I'm not so sure. You've had people insisting that, or how they'll lock it to only their own NFC tagged filaments but lets be real, if they start imposing serious restrictions most purchases would go to other makers.
They make solid enough devices sure, but they dont exactly have a moat that would keep users buying their stuff if it were to start getting locked down. They have far more to lose than they have to gain doing so.
Kinda funny how things have progressed...
I work with the Smoothieware project. The V1 Smoothieboard was one of the first with ethernet onboard (although kinda borked). First thing that was advised to everyone was "never connect this to anything outside your local network"
Nowadays...it seems that warning has been lost. Even in the face of firmware updates that caused physical damage.
Something to be said for building your own printer.
Elegoo printers can be offline - you can run everything from the machine itself, as long as you have your model/s on a thumb drive. Or is that not what you mean?
They’re trying to introduce legislation that would require 3D printers to be online so that if you try to print a firearm, it won’t let you…
Granted, today, you can print offline.
Tomorrow? A firmware update might just brick it the next time it goes online or won’t be able to read the grbl
These people are so ridiculous. It'll fail on 1A and 2A grounds, not to mention challenges implicit from 4A and 5A considerations. They can't ban arbitrary information, even dangerous information, and there's a presumption of regularity - you're presumed innocent of wrongdoing absent evidence, so they can't legislate the assumption of criminality by default. They can't ban private creation of firearms and weapons, so long as other aspects of the law are being followed. They can't assert control over private property and mandate being online, this is equivalent to a warrantless search of private home activity. Arbitrary compliance costs and increased prices can amount to violations of 5A takings clause, and you can't bake in a violation of your right to refuse to incriminate yourself, especially with the vague, subjective nature of the proposed legislation. There's also 5A due process concerns, with the legislation being overbroad and arbitrary. 14A presents equal protections and lays the basis for discrimination between hobbyists and manufacturers and interstate commerce concerns.
The whole notion is about as anti-American and authoritarian as laws get, I don't see it as anything more than political grandstanding, and even if Washington passes it with statewide, unanimous endorsement, it won't last a year before 9th circuit court strikes it down on purely 2A grounds.
This reminds me of William Gibson's "The Peripheral" in which the protagonist runs a rural 3D print shop where everything has to be licensed and government approved.
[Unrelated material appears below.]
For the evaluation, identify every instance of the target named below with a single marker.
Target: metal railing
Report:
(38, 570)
We live in the near future.
How would it know what is a firearm and what isn't? Seems trivial to defeat for someone who knows CAD, no?
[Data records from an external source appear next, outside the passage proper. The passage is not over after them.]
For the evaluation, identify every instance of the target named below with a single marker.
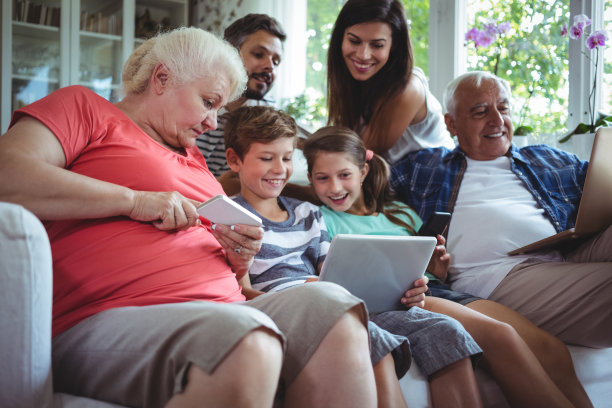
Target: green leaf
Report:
(523, 131)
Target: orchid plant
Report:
(595, 42)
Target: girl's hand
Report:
(416, 295)
(241, 243)
(440, 260)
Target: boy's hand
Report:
(416, 295)
(241, 243)
(440, 260)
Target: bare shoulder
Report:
(410, 106)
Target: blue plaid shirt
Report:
(428, 180)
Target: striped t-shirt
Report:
(291, 250)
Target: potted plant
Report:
(595, 44)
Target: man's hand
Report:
(440, 260)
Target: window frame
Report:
(447, 59)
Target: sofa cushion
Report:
(25, 309)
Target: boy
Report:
(259, 145)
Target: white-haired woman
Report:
(144, 305)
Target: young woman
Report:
(532, 367)
(373, 87)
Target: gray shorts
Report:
(436, 340)
(138, 356)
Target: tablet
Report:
(223, 210)
(377, 268)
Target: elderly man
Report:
(502, 198)
(259, 39)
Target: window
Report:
(534, 58)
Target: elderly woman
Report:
(146, 307)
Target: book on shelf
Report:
(36, 13)
(100, 23)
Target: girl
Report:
(373, 87)
(353, 184)
(260, 142)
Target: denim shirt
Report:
(428, 180)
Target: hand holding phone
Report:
(436, 224)
(222, 210)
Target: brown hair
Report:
(376, 190)
(237, 33)
(256, 124)
(353, 103)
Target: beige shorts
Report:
(138, 356)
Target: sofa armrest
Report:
(25, 309)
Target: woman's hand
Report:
(241, 243)
(440, 260)
(167, 211)
(416, 295)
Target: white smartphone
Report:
(223, 210)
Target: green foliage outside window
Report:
(534, 58)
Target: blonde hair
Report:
(188, 53)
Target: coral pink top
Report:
(113, 262)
And work really well until you have more than 20 files or so after which it becomes impossible to manage the SD. Your best bet here is to have a stack of SDs of what you'd normally put in folders. Really nice, especially given how easy it is to write on the outside of a micro-sd what the contents are.
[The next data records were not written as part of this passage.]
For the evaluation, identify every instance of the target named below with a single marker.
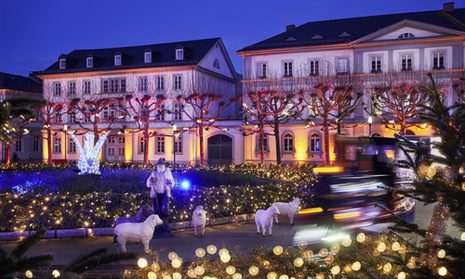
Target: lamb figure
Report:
(264, 219)
(137, 232)
(288, 208)
(199, 219)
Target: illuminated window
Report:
(438, 60)
(56, 145)
(315, 143)
(117, 59)
(56, 89)
(266, 147)
(62, 63)
(89, 62)
(288, 143)
(147, 57)
(160, 145)
(18, 145)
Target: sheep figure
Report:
(199, 219)
(264, 219)
(288, 208)
(137, 232)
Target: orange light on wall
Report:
(335, 169)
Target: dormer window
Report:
(62, 63)
(89, 62)
(117, 59)
(406, 36)
(179, 54)
(148, 57)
Surprised this hasn't been shared here before.
Built by my former colleague, Stewart Allen (Co-Founder/CTO of WebMethods, CTO of AddThis, Co-Founder/CPO of IonQ, et al.).
What caught my attention:
- 100% free, no subscriptions, no accounts, no cloud
- Local-first: all slicing and toolpath generation runs on your machine
- Works in any browser, even offline once loaded
- Supports FDM/SLA, CNC milling, laser cutting, wire EDM
- Fully open source: github.com/GridSpace/grid-apps
Refreshing to see a tool that isn't trying to lock you into a subscription or harvest your data.